She is beautiful, she is single and she is also a highly-successful professional. However, in spite of all these positive attributes, Renee Zellweger is not the perfect woman. Anyone who is planning to settle down with her and start a family needs to forego the charm of parenthood, because Renee is not at all comfortable with the idea of motherhood. In her own words, “motherhood is slavery.”
If you have any doubts about her “unique” take on motherhood, listen to what this 40-year-old actress has to say about her experience after spending an evening at her brother’s home with his two children.
My brother has two children now, so I’ve been playing aunt Renee. They’re two and four. It’s chaos. Moms out there, kudos to you. The cool thing about being an aunt is like, I can leave. No offence to my big brother Drew, but that is slavery. I dare you to take a shower. You can’t do anything unless they let you. It’s a dictatorship. They’re little dictators in their crib.
Sigh! Renee is so uncool. A woman who compares motherhood to slavery does not even deserve to be a woman. Anyway, let’s pray that someday she realizes the truth that mothers are not slaves.
Source: contactmusic.com









Comments
Sorry, I respectfully disagree with your summation of Renee Zellweger as less-than-perfect, uncool, and not deserving of being a woman. There is more to being a woman than being a uterus. The choice of children is a personal and private one, based on personal decisions of strengths and weaknesses and needs versus wants. Not all people on this planet have a need or desire to procreate. They can enjoy other people’s children without the need to make some of their own. The women who do not choose to bear children are not any less perfect than those who do. There is no such thing as a perfect woman anyway, and there’s quite a few imperfect mothers out there.
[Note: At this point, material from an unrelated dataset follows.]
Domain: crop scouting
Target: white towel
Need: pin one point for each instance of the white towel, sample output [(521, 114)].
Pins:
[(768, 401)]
It’s her simple opinion: it’s not a lifestyle she wishes to pursue. It does not appeal to her. And quite frankly, motherhood IS slavery. It fails to be about the mother, it becomes about the child. The issue is the sense of worth and pride that one gets from raising a child and making those sacrifices of time, energy, sleep, money, and emotion. For her, it’s not worth it. It appears you have a strong bias toward motherhood anyway since you also wrote a blog praising Celine Dion’s second pregnancy, so I’m probably wasting my breath.